Let's consider the following example:
In how many distinguishable ways can the elements of the sequence $1, 2, 2, 3, 3, 3, 5, 5, 5, 5, 5, 7, 7, 7, 7, 7, 7, 7$ be arranged?
There are a total of $1 + 2 + 3 + 5 + 7 = 18$ numbers in the sequence. We can fill one of the eighteen positions with the $1$ in $\binom{18}{1}$ ways, two of the remaining seventeen positions with the two $2$s in $\binom{17}{2}$ ways, three of the remaining fifteen positions with the three $3$s in $\binom{15}{3}$ ways, five of the remaining twelve positions with the five $5$s in $\binom{12}{5}$ ways, and all of the remaining seven positions with the seven $7$s in $\binom{7}{7}$ ways. Hence, there are $$\binom{18}{1}\binom{17}{2}\binom{15}{3}\binom{12}{5}\binom{7}{7} = \frac{18!}{1!17!} \cdot \frac{17!}{2!15!} \cdot \frac{15!}{3!12!} \cdot \frac{12!}{5!7!} \cdot \frac{7!}{7!0!} = \frac{18!}{1!2!3!5!7!}$$ such arrangements. The factors of $1!$, $2!$, $3!$, $5!$, $7!$ in the denominator represent, respectively, the number of ways the $1$s, $2$s, $3$s, $5$s, and $7$s can be permuted among themselves within a given arrangement without producing an arrangement that is distinguishable from the given arrangement.

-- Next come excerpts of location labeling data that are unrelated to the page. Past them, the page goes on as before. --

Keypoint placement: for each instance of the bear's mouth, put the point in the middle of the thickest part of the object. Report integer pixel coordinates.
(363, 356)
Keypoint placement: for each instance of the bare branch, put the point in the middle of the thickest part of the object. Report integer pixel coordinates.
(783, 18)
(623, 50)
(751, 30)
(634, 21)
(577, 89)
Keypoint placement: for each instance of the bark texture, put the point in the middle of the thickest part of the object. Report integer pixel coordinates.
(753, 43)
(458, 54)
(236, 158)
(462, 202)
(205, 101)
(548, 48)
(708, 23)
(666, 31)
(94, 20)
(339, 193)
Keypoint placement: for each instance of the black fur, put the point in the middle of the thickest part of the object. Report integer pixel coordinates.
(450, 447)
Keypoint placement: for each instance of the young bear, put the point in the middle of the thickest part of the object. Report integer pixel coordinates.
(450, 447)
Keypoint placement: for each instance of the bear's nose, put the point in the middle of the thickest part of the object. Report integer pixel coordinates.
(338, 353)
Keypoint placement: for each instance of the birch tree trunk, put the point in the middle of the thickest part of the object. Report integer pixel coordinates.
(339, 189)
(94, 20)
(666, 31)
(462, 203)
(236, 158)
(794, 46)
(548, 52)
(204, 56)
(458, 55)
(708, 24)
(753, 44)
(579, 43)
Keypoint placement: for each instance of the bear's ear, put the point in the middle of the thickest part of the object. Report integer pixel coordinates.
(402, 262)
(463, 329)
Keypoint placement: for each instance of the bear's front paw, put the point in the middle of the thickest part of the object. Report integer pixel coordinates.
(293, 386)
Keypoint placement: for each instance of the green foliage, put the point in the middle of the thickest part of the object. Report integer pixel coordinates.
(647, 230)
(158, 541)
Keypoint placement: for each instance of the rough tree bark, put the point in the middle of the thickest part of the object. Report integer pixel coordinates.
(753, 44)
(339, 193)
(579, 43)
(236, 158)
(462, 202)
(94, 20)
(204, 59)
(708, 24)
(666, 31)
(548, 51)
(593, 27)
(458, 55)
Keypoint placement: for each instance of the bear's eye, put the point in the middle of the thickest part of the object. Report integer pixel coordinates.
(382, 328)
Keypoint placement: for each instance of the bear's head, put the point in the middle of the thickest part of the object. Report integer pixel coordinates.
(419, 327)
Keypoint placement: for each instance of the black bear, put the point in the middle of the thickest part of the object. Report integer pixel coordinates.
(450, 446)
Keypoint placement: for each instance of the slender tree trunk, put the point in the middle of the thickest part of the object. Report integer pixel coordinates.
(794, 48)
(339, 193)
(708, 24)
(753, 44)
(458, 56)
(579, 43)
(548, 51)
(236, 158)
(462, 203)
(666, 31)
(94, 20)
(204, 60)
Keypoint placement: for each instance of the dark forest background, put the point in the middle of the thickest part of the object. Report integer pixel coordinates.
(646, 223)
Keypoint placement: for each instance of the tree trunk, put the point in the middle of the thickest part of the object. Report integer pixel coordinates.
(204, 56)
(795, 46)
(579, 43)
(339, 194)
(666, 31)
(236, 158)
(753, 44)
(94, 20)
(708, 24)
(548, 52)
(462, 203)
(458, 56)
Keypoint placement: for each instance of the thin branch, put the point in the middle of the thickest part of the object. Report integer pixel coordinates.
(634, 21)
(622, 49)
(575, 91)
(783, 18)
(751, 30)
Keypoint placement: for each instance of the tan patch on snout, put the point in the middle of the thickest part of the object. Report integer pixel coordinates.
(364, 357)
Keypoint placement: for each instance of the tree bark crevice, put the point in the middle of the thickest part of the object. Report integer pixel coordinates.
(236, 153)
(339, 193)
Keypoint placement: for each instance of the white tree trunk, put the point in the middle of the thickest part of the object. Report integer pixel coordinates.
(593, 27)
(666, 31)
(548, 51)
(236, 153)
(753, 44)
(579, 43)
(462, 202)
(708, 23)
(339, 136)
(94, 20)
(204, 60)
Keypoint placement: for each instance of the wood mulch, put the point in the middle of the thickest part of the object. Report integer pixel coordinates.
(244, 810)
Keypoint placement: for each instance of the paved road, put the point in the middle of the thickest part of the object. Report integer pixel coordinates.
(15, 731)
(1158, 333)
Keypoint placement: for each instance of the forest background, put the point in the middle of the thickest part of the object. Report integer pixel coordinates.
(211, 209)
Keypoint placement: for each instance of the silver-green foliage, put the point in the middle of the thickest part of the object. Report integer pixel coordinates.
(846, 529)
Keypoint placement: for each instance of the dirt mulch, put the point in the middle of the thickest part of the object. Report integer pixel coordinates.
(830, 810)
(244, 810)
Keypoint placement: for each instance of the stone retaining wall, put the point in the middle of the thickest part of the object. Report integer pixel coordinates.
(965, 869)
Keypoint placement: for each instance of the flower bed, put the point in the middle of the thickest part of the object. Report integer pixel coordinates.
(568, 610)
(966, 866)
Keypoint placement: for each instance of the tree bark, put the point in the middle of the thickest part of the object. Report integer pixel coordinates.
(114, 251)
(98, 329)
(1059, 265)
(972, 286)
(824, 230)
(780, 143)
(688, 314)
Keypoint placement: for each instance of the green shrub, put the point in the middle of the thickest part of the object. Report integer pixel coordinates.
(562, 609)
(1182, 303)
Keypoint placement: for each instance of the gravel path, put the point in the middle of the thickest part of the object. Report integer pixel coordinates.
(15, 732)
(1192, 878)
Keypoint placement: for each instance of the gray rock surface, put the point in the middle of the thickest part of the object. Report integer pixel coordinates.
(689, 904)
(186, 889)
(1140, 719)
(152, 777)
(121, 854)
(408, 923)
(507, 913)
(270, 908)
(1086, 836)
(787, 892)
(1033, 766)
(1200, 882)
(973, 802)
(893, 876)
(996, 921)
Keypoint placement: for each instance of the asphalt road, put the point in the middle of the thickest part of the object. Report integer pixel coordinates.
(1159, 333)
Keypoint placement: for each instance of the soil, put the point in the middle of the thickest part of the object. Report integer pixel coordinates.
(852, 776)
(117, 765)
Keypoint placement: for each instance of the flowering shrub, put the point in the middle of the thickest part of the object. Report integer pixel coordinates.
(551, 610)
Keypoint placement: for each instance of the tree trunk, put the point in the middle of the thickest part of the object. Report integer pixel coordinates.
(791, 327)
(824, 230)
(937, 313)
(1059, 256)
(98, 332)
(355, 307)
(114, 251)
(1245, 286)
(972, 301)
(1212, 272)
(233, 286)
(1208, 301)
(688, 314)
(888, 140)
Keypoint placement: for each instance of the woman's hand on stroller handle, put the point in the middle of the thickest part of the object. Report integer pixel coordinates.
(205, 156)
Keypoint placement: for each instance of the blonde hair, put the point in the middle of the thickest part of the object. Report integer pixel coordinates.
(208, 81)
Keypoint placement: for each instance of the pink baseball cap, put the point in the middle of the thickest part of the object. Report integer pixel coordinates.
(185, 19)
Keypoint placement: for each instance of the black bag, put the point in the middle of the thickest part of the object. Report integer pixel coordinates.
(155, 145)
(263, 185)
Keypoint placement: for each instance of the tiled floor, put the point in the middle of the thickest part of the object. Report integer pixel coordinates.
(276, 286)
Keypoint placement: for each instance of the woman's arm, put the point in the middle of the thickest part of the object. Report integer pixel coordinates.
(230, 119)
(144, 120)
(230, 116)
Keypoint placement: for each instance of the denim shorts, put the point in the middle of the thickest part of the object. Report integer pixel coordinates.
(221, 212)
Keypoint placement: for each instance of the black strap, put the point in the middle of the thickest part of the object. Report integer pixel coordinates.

By similar reasoning, the number of distinguishable arrangements of a sequence of length $N$ with $n_1$ $1$s, $n_2$ $2$s, $n_3$ $3$s, $n_5$ $5$s, and $n_7$ $7$s, where $n_1 + n_2 + n_3 + n_5 + n_5 + n_7 = N$ is $$\binom{N}{n_1}\binom{N - n_1}{n_2}\binom{N - n_1 - n_2}{n_3}\binom{N - n_1 - n_2 - n_3}{n_5}\binom{N - n_1 - n_2 - n_3 - n_5}{n_7} = \frac{N!}{n_1!n_2!n_3!n_5!n_7!}$$
This type of problem is called a permutation of a multiset.